虽然说出讨厌,但是我知晓那存在于最高又最低之处的共通点。这些相似的事物用幸福的方式带给我们唯一的可能,以及蔓延其后的无尽绝望。
只凭一人便可站立于此处,我很轻易地便可证明这点:站起来便是。
重要的不是真相,而是相信。这个世界构筑在名为故事的谎言之上,并且只由于谎言而运作。
激进的外壳,保守的核心,废品。
故事是枷锁。如果不能以足够的广度展开纸张,还是不读为妙。同一类型的故事,同一地区的故事,同一题材的故事......我几乎听到了锁链从屏幕中钻出来的声音,真可怕。
在80%的降水概率中笑着就好。只是雨落在身体上的感觉,与剩下100%的悲剧无从消减。在每次望向窗外时,心情总无法振作。
失眠的痛苦是对失眠的恐惧,而对失眠的恐惧是对时钟的恐惧,对日程表的恐惧。
没有什么值得干的工作,也没有什么值得过的人生。只是躺在这里、坐在那里,再加上不断地来回移动罢了。如果说这一切有什么令我感到喜悦的,或许只剩一些从时间的夹层中捡起的边角料。
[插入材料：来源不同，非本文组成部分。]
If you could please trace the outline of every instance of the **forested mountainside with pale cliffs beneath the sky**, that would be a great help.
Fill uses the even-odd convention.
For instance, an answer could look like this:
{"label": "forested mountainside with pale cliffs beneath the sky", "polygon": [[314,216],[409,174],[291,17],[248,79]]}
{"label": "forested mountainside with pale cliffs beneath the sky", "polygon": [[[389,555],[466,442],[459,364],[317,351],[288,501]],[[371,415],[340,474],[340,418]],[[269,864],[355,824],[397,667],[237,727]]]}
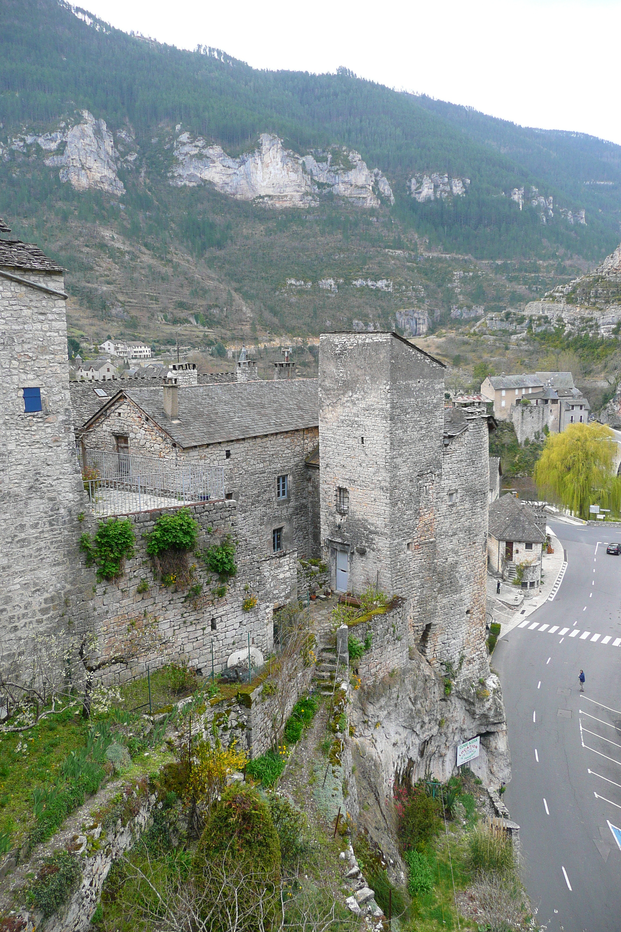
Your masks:
{"label": "forested mountainside with pale cliffs beneath the sky", "polygon": [[520,308],[618,242],[620,146],[57,0],[0,21],[0,215],[67,268],[78,331],[415,330]]}

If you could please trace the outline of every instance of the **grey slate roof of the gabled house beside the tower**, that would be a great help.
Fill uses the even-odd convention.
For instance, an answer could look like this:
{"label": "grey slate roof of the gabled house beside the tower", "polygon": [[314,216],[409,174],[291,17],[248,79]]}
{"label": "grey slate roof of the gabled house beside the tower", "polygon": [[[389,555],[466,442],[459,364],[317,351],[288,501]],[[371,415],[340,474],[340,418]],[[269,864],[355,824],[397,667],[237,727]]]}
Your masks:
{"label": "grey slate roof of the gabled house beside the tower", "polygon": [[317,378],[180,386],[179,423],[164,414],[161,388],[123,391],[183,448],[319,424]]}

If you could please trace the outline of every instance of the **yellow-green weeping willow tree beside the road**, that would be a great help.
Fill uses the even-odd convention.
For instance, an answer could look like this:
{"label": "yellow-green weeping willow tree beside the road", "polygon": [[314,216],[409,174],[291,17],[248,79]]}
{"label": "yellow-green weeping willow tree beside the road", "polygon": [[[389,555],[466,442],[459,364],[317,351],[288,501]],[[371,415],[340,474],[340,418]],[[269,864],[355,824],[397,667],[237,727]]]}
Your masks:
{"label": "yellow-green weeping willow tree beside the road", "polygon": [[621,478],[614,469],[617,445],[604,424],[573,424],[550,434],[534,468],[539,496],[588,517],[588,506],[621,510]]}

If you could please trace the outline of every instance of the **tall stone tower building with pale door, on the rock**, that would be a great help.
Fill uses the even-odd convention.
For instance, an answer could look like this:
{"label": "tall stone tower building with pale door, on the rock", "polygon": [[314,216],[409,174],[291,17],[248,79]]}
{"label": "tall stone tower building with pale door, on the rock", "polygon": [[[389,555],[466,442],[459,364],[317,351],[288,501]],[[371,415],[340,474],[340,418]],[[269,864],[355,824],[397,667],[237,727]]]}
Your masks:
{"label": "tall stone tower building with pale door, on the rock", "polygon": [[484,671],[488,416],[395,334],[320,338],[322,556],[337,591],[406,601],[430,663]]}

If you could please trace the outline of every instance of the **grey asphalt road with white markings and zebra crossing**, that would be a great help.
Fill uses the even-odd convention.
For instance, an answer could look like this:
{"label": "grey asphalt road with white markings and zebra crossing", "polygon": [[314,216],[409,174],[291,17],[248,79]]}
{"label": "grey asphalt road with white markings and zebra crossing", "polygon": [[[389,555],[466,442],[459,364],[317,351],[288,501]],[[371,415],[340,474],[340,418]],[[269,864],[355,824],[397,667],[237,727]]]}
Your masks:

所谓的嫉妒,在多大程度上是因为阴湿的不满,又在多大程度上是因为不想远去的愿望呢?
喜欢躺在床上看夜晚的城市天空,倒不是因为好看,反而是由于它的糟糕。泛着粉色的很脏的灰色,微妙错位的紫色,我见过的城市无非如此两者。
做些什么,不做些什么...
想要去做被禁止的某件事;因为某件事被禁止而想要去做。我更喜欢前者,因为理由充分。后者虽然更显得有趣,但免不了吃屎的风险,或许对方也正是这么想的。